Nope, a nice brisk stroll: that'll do me. I went for a walk the other day and, because I'm always thinking about content for this blog, I headed out towards Moreton. You see what I do to bring you valuable, interesting prose? I'm a martyr, I really am. I was going in search of a station that has been on the Merseyrail "to do" list for a long time, but still hasn't appeared - Town Meadow.
Between Moreton and Meols there's a long stretch without any stops at all. When the line was built, this was because it was mostly empty fields and marshland, so there was no need for a station, and that's how things remained for the best part of the century.
Come the 1980s, however, new developments were springing up everywhere, and the space was finally colonised by housebuilders. There's now a large, thriving estate either side of the Arrow Brooke, so a new station - called Town Meadow - was proposed.
Trouble is, the need for a station isn't that desperate. Moreton and Meols have plenty of capacity for more passengers, and have coped well over the last few decades with this influx. Most of the residents have cars - this is a pretty affluent area - so the number of people changing methods isn't high. There are far more deserving cases on Merseyside, places where a new station could actually make a difference. The station was first proposed in the mid-eighties, and since then, Merseyrail has got Bromborough Rake, Eastham Rake, Brunswick and Conway Park. They were all deemed a better use of Merseytravel's money than Town Meadow.
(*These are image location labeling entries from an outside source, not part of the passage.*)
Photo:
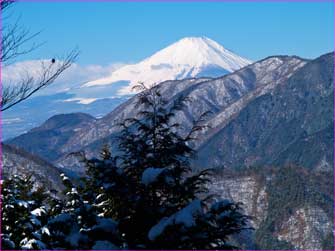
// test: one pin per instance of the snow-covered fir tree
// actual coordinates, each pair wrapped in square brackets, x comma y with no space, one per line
[24,214]
[144,197]
[150,190]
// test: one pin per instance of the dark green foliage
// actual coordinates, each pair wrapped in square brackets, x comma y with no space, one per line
[23,214]
[147,197]
[151,181]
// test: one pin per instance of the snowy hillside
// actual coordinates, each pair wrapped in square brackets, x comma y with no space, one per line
[188,57]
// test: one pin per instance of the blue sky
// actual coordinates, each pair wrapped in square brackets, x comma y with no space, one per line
[111,32]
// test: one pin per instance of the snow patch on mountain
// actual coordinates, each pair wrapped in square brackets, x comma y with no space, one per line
[187,58]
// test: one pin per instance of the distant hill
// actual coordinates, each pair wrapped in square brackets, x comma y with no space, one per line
[19,162]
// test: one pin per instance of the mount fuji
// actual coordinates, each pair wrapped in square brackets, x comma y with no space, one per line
[191,57]
[187,58]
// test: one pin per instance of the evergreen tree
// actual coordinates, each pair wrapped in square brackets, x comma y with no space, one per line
[24,214]
[151,190]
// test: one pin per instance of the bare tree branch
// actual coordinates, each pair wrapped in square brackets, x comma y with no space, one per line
[14,94]
[14,44]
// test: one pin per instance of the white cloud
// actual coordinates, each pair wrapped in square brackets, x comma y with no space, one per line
[72,78]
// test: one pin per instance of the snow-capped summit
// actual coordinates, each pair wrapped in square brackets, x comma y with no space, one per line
[188,57]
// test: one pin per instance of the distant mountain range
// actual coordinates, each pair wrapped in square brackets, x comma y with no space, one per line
[272,112]
[270,139]
[187,58]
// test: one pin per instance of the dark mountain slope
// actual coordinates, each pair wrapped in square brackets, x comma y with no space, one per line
[281,126]
[19,162]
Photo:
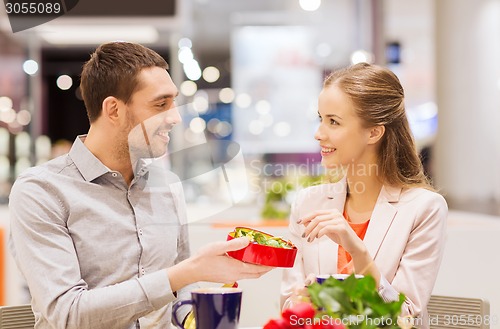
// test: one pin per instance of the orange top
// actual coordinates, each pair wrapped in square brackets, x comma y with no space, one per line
[344,262]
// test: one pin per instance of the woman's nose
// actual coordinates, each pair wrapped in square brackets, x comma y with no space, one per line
[318,135]
[173,116]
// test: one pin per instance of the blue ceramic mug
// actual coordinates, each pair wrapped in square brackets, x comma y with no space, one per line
[214,308]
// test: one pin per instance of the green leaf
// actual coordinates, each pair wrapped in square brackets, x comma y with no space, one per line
[355,297]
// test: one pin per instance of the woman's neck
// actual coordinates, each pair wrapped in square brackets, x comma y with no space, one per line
[362,195]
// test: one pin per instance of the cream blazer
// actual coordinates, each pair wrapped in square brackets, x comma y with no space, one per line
[405,238]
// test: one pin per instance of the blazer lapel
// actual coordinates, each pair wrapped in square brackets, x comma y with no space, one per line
[382,218]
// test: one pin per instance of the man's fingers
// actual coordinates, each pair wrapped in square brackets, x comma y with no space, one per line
[235,244]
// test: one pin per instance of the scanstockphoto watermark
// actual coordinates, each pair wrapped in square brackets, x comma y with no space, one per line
[327,320]
[293,174]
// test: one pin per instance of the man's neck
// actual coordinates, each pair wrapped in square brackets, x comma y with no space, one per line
[115,157]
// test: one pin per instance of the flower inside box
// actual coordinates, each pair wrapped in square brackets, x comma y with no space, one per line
[353,303]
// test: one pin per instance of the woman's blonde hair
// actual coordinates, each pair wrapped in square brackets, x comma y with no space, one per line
[378,98]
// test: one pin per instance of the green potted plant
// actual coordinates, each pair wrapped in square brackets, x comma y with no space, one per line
[353,303]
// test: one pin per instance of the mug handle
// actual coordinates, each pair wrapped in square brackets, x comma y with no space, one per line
[175,307]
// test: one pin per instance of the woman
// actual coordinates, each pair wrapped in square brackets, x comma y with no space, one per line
[382,218]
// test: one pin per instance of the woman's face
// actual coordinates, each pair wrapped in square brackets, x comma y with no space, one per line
[343,139]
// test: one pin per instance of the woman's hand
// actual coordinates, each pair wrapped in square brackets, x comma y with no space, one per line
[331,223]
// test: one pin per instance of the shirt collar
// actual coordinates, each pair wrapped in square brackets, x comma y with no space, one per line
[89,166]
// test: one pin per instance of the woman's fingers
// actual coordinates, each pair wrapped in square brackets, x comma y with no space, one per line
[322,219]
[305,220]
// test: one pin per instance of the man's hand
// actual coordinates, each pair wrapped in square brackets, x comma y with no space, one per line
[212,264]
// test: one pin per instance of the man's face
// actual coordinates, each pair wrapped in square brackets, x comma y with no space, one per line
[151,114]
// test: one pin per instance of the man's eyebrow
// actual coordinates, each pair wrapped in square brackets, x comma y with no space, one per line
[330,115]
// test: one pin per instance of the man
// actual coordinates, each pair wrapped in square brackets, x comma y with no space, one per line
[100,234]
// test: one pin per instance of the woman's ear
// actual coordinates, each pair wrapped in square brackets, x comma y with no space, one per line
[110,109]
[376,134]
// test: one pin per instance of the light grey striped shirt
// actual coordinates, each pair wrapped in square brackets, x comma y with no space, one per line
[94,250]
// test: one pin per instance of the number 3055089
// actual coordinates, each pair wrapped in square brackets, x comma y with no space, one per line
[33,8]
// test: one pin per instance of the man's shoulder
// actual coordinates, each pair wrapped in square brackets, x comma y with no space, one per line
[44,170]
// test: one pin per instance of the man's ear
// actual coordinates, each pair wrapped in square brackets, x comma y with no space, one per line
[376,134]
[110,109]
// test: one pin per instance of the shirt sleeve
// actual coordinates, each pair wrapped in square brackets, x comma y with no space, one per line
[43,249]
[293,278]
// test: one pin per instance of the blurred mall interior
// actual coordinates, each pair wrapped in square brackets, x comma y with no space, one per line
[249,73]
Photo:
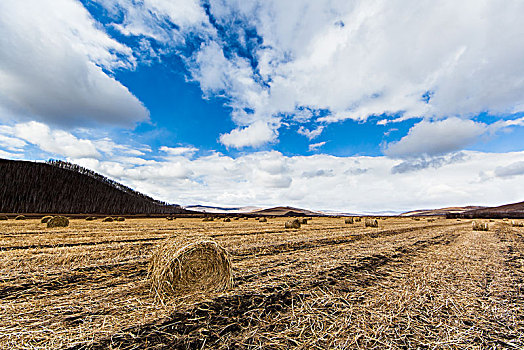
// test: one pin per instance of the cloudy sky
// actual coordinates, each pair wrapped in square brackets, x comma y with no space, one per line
[350,105]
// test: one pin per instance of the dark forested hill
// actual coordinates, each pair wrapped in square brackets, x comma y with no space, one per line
[61,187]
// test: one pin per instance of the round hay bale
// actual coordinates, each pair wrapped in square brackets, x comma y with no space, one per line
[58,221]
[45,219]
[479,226]
[371,223]
[182,266]
[292,224]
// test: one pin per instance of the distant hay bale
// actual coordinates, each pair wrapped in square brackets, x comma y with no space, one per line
[183,267]
[371,223]
[292,224]
[58,221]
[45,219]
[480,226]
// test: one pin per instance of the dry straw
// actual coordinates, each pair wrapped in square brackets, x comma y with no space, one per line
[371,223]
[480,226]
[45,219]
[58,221]
[292,224]
[183,266]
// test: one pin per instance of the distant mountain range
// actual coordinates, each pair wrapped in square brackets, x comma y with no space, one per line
[61,187]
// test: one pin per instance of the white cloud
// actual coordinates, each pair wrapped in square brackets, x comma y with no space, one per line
[52,66]
[316,146]
[436,138]
[254,135]
[179,151]
[311,134]
[357,59]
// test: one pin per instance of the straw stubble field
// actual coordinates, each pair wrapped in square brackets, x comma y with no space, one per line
[405,284]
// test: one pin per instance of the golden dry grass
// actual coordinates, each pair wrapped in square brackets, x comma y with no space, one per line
[407,284]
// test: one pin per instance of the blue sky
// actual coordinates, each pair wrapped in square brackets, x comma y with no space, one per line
[320,104]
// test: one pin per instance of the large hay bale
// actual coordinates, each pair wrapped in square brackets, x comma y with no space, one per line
[45,219]
[58,221]
[371,223]
[181,267]
[292,224]
[479,226]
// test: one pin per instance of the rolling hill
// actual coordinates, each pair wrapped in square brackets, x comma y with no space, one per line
[61,187]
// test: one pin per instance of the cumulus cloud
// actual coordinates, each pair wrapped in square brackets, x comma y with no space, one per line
[54,67]
[316,146]
[274,59]
[271,178]
[433,138]
[513,169]
[254,135]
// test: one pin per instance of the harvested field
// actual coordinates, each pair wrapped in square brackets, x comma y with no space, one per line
[405,284]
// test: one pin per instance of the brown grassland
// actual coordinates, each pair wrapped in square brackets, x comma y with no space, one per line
[405,284]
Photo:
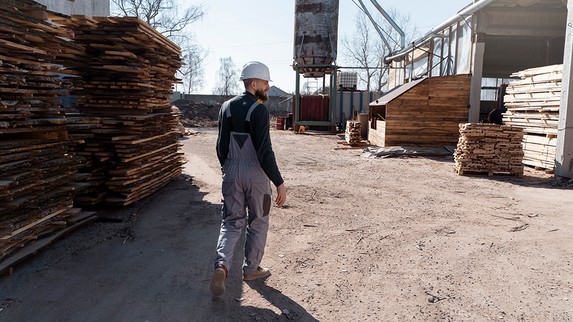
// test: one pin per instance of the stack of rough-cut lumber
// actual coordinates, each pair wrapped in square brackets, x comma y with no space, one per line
[125,79]
[35,172]
[533,104]
[353,133]
[489,149]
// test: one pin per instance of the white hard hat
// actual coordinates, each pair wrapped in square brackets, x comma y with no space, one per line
[255,69]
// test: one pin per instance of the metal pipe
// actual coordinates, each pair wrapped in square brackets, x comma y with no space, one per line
[448,22]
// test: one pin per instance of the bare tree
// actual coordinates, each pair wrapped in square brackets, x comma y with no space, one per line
[164,16]
[192,71]
[367,50]
[170,20]
[362,50]
[228,78]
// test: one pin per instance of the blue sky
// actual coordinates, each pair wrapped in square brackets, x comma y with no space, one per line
[264,30]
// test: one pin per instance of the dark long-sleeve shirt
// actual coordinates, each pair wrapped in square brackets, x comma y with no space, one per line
[258,128]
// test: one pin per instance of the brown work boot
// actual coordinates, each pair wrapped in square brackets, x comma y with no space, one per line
[218,280]
[261,272]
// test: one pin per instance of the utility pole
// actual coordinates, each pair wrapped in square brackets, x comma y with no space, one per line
[564,155]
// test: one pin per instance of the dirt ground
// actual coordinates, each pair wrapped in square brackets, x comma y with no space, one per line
[379,239]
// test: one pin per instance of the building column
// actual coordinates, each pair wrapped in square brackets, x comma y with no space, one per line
[475,86]
[564,155]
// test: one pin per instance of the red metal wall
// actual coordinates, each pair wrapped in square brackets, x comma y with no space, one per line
[313,108]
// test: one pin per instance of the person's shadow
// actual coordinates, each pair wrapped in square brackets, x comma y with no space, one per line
[289,308]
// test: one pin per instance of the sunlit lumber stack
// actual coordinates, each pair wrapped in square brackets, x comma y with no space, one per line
[489,149]
[353,133]
[35,171]
[533,104]
[126,79]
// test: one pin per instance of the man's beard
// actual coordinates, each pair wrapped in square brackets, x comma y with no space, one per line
[261,95]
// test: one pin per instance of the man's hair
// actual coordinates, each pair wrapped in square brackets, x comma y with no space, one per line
[247,82]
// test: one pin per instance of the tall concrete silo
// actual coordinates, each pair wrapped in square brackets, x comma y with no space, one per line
[315,35]
[315,49]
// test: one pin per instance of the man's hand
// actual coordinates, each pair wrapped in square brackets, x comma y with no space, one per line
[281,195]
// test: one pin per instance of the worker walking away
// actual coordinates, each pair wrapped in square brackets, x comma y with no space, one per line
[248,164]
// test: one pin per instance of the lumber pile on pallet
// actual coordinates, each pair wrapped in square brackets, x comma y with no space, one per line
[533,104]
[125,80]
[353,132]
[36,174]
[489,149]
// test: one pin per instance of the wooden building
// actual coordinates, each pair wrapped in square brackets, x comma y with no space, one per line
[424,112]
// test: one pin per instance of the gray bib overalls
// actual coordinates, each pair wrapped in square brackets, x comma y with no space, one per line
[246,200]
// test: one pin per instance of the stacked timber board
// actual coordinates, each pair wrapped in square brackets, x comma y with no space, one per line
[125,80]
[489,149]
[353,132]
[425,113]
[532,104]
[36,174]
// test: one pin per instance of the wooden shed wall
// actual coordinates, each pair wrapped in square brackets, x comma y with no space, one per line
[426,115]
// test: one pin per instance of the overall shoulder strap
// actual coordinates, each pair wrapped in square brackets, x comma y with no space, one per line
[251,109]
[227,109]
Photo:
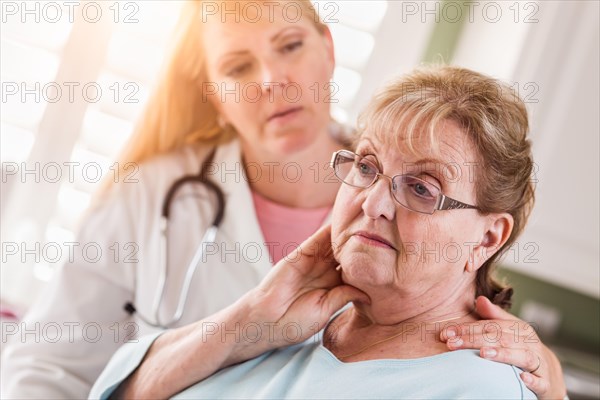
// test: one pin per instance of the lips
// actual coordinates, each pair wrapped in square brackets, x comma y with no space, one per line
[374,239]
[283,113]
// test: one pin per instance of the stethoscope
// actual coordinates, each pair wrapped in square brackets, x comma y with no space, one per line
[208,237]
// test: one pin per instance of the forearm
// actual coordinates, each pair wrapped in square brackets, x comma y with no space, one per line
[182,357]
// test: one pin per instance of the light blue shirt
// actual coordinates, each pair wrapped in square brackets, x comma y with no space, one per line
[309,370]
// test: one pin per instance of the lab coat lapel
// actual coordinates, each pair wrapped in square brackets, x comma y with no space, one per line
[240,223]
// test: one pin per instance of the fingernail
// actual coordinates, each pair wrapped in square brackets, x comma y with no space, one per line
[490,353]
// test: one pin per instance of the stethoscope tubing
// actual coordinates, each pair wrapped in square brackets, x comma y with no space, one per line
[208,237]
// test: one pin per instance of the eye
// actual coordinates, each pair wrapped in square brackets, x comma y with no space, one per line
[420,188]
[290,47]
[238,70]
[365,168]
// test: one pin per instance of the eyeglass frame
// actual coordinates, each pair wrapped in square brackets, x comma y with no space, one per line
[443,202]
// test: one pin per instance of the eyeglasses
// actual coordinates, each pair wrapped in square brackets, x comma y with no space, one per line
[411,192]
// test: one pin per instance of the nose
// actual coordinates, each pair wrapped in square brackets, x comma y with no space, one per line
[379,201]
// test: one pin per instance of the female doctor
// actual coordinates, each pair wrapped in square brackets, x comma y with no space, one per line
[247,101]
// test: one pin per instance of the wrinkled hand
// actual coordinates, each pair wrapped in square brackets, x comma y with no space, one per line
[301,293]
[505,338]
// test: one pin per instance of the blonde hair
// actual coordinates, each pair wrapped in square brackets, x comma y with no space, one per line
[178,112]
[495,120]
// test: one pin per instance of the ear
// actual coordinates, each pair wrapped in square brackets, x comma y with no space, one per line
[497,232]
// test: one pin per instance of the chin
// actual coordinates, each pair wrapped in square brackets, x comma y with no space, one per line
[365,269]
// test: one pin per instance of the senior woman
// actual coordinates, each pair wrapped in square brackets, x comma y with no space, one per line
[437,187]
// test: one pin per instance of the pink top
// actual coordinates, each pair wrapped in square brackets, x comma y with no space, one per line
[284,228]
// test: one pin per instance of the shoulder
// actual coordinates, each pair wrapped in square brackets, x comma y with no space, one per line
[484,378]
[149,180]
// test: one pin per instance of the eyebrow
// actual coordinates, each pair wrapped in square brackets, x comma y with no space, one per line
[223,58]
[417,163]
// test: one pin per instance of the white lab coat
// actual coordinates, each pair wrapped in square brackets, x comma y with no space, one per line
[81,317]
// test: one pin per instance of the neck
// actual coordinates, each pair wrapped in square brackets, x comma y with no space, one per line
[361,334]
[301,179]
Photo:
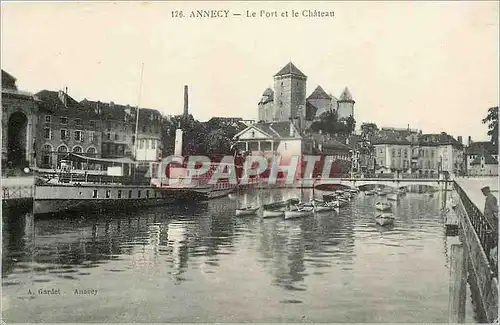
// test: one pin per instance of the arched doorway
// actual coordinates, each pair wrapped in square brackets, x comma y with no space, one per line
[16,140]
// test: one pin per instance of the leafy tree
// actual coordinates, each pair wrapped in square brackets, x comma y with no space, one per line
[330,124]
[369,129]
[492,120]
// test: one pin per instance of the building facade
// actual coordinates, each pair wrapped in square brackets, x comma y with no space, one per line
[410,151]
[287,101]
[474,150]
[40,130]
[19,124]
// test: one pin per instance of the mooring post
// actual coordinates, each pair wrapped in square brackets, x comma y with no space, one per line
[458,284]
Wandering out there I could see why it was still unbuilt. I walked the length of Millhouse Lane to the railway and I saw at most half a dozen people in the street. It was a quiet suburb. Town Meadow station might see action during the rush hour and at weekends but for the rest of the day... not so much.
There's a bus stop and a layby right up against the railway fence, probably planned as an interchange point by Merseytravel, but it was deserted and it gets only one service.
And there's the other side of the line, too. The railway is a demarcation point between civilisation and nature. Across from the houses, there's only soggy marshland, and dunes, and then the sea. I saw the distant hulk of Leasowe Lighthouse, and no other sign of human intervention. The land there will never be built on, so the market for Town Meadow won't grow.
Reports of the station being built turn up now and then in the local press, with a local councillor standing hopefully by the tracks. My copy of Merseyrail Electrics: The Inside Story (published 2001) even says that the timetables in the eighties were designed to accommodate the station when it was built. No-one says it's a bad idea. It's just not enough of a good one.
A train burned by me, the driver enjoying the chance to put his foot down without having to keep pausing. I turned back and continued my stroll. It was a two mile walk from there to Meols station, but it was ok for me. I like that sort of thing.